Konjenital Kalp Hastalıkları

1. ELEKTROKARDİYOGRAFİ (EKG):

Çocukluk çağında EKG değerlendirmesi erişkinlerden oldukça farklıdır. Ayrıca her yaş ve dönemin normal ve patolojik EKG bulguları da farklıdır. Ayrı ve çok geniş bir konu olduğu için burada bahsedilmeyecektir.

2. TELEKARDİYOGRAFİ (TELE):

Röntgen tüpü göğüse 180 cm uzakta iken postero-anterior çekilen göğüs filmlerine tele denir. Tele çekilirken aşağıdaki kurallara uyulmaması halinde yanlış değerlendirmelere yol açar.

1.Ortalama 180 cm uzaklıktan çekilmelidir. Daha yakından çekilen filmlerde kalp gölgesi magnifikasyondan dolayı daha büyük görülür (Şekil 1).

2. Film çekilirken hasta ayakta olmalıdır. Küçük çocukları ise kollarından tutarak dikey konumda tutmalıdır.
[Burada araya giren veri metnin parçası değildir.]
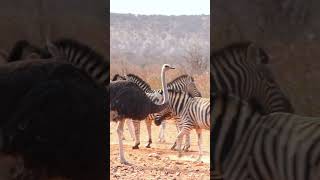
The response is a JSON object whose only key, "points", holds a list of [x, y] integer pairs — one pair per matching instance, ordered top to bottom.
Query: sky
{"points": [[161, 7]]}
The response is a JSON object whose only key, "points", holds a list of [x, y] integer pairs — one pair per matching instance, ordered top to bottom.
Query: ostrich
{"points": [[128, 100], [129, 122]]}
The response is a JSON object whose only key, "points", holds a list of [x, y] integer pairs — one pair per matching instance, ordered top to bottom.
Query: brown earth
{"points": [[158, 162]]}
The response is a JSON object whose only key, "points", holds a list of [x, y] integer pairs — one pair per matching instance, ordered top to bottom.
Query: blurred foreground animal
{"points": [[53, 119]]}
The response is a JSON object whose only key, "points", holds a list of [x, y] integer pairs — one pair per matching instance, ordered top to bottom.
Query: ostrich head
{"points": [[167, 67]]}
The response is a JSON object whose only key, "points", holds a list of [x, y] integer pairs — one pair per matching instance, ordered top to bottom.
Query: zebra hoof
{"points": [[136, 146], [147, 146], [173, 146], [186, 148]]}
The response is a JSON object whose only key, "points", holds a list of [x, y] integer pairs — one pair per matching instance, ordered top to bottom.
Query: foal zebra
{"points": [[240, 69], [184, 83], [194, 113], [248, 145]]}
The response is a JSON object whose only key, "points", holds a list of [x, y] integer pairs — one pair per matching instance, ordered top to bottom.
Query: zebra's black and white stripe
{"points": [[82, 57], [240, 69], [184, 83], [194, 113], [248, 145]]}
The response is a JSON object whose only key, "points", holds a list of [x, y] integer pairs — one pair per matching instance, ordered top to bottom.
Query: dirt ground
{"points": [[158, 162]]}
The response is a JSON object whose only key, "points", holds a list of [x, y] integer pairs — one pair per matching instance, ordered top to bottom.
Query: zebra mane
{"points": [[240, 47], [16, 52], [118, 77], [137, 78], [180, 78], [179, 91]]}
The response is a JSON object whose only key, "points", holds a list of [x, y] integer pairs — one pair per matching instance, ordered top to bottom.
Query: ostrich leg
{"points": [[148, 125], [136, 127], [130, 128], [161, 133], [120, 135]]}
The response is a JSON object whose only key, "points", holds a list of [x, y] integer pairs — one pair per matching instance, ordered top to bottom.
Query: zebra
{"points": [[241, 69], [183, 82], [194, 113], [249, 145]]}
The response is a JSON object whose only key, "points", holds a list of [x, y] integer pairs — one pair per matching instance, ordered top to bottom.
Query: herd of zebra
{"points": [[184, 104], [254, 133]]}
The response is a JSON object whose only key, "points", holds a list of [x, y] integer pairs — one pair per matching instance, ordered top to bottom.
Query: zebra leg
{"points": [[148, 124], [136, 126], [130, 128], [161, 133], [199, 133], [120, 135], [179, 140], [175, 142], [187, 143]]}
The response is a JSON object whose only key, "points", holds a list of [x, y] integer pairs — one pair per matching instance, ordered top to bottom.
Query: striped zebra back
{"points": [[82, 57], [240, 69], [141, 83], [185, 83], [184, 105], [254, 146]]}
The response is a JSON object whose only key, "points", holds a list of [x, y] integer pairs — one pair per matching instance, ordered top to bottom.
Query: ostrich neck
{"points": [[164, 87]]}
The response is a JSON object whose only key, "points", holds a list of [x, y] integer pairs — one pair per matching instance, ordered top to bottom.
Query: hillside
{"points": [[146, 39]]}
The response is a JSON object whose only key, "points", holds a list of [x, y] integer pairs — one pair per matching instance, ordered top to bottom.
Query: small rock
{"points": [[154, 155]]}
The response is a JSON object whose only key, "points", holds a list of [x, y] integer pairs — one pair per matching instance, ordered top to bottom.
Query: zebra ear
{"points": [[53, 50], [256, 54]]}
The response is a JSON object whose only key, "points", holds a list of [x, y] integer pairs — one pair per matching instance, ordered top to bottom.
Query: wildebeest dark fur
{"points": [[54, 116]]}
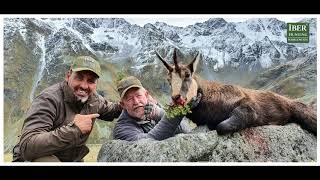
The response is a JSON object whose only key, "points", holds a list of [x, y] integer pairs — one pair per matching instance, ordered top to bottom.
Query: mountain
{"points": [[38, 52]]}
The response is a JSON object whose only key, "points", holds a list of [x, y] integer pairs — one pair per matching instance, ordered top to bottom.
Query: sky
{"points": [[183, 21]]}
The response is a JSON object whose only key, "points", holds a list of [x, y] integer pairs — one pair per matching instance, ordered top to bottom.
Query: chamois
{"points": [[230, 108]]}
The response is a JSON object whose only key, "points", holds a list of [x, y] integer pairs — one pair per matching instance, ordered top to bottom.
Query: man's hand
{"points": [[84, 122]]}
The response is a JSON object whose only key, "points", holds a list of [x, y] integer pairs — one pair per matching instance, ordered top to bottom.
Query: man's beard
{"points": [[82, 99]]}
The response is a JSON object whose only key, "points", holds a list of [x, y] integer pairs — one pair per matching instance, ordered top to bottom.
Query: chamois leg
{"points": [[241, 117]]}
Yatarken çekilen filmlerde kalp yayılacağı için kalp gölgesi olduğundan daha büyük görülür.

3. Hasta derin inspiriyumda iken çekilmelidir. Ekspiriyumda çekilen filmlerde diyafragma yukarıya kalktığından, kalbi de yukarı kaldırarak kalp gölgesini normalden büyük gösterir. Çok derin inspiriyumda ise hilus damarları belirginleşir. Küçük çocuklarda ise inspiriyum yaptırmak mümkün olmaz. Bu nedenle küçük çocuklarda film rastgele bir zamanda çekilerek inspiriyum veya ekspiriyumda oluşuna göre değerlendirilir. Bunun için diyafragma üzerindeki kostaların sayısına bakılır. Normal bir inspiriyum filminde diyafragma hizasının üzerinde 10 arka kosta, 6 ön kosta olmalıdır. Bu rakamların altında kosta sayılırsa film ekspiriyumda çekilmiştir. Kalp büyüklüğü ona göre değerlendirilmelidir.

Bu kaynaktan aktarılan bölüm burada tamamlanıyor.